Comment by pkphilip

1 day ago

In India, the pizza base has a different tax rate than the topping and so some restaurants will have two separate lines on your pizza bill - one for the base at 5% tax and another for the topping at 18% tax.

The tax on popcorn is also totally crazy. "Unpackaged and unlabelled popcorn with salt and spices is categorised as 'namkeen' and taxed at 5%. Pre-packed and labelled ready-to-eat popcorn attracts a 12% GST rate. Caramelized popcorn with added sugar is taxed at a higher rate of 18%."

All those make sense and are pretty common: bread is taxed lower than most pizza toppings.

Raw ingredients are taxed less than ready-to-eat or sugar-coated ultra-processed good. And I'm totally ok with that.

  • But a pizza as a whole is a ready-to-eat good. And a pizza isn’t a pizza without the crust.

    • What I think is happening is that the place is specifically charging different tax rates for each part of the pizza. That does seem odd but the alternative would be to tax the whole of the pizza at a higher tax rate than the one presented. Example, most countries might put a whole pizza at, say, 10% VAT, while here part of it is at, say, 4% and the rest at 10%. Ideally that's cheaper.
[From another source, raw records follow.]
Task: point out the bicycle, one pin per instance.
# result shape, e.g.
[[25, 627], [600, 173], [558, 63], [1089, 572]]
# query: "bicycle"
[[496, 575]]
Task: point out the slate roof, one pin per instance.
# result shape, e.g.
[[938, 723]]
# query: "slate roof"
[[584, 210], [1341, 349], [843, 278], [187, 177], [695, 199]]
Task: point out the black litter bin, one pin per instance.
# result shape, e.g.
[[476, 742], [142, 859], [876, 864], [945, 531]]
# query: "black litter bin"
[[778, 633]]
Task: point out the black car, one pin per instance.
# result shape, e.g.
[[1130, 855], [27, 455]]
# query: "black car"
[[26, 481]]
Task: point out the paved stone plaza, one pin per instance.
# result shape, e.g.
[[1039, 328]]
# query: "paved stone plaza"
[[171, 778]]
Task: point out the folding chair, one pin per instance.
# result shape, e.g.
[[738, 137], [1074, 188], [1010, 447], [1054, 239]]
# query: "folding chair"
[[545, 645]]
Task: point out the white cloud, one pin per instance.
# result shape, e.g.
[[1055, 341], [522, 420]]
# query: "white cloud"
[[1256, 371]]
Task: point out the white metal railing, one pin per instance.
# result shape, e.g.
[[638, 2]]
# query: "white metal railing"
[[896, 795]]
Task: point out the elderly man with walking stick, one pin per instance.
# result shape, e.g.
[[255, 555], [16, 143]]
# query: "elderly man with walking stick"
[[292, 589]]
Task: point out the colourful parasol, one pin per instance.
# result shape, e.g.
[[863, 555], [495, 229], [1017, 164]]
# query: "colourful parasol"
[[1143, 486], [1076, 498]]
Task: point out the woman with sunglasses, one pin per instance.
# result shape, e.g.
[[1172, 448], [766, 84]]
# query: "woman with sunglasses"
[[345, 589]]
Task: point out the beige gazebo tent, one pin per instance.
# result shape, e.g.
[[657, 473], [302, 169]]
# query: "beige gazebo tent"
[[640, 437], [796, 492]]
The pizza thing seemed incredibly silly to me. Surely the restaurant has already paid the tax when they bought the raw ingredients? Must any product served in a restaurant be taxed according to the rate of the most highly taxed ingredient in it, regardless of proportion?

So I looked it up. And yes, that is exactly the case, and it's an absurd situation that is causing massive headaches.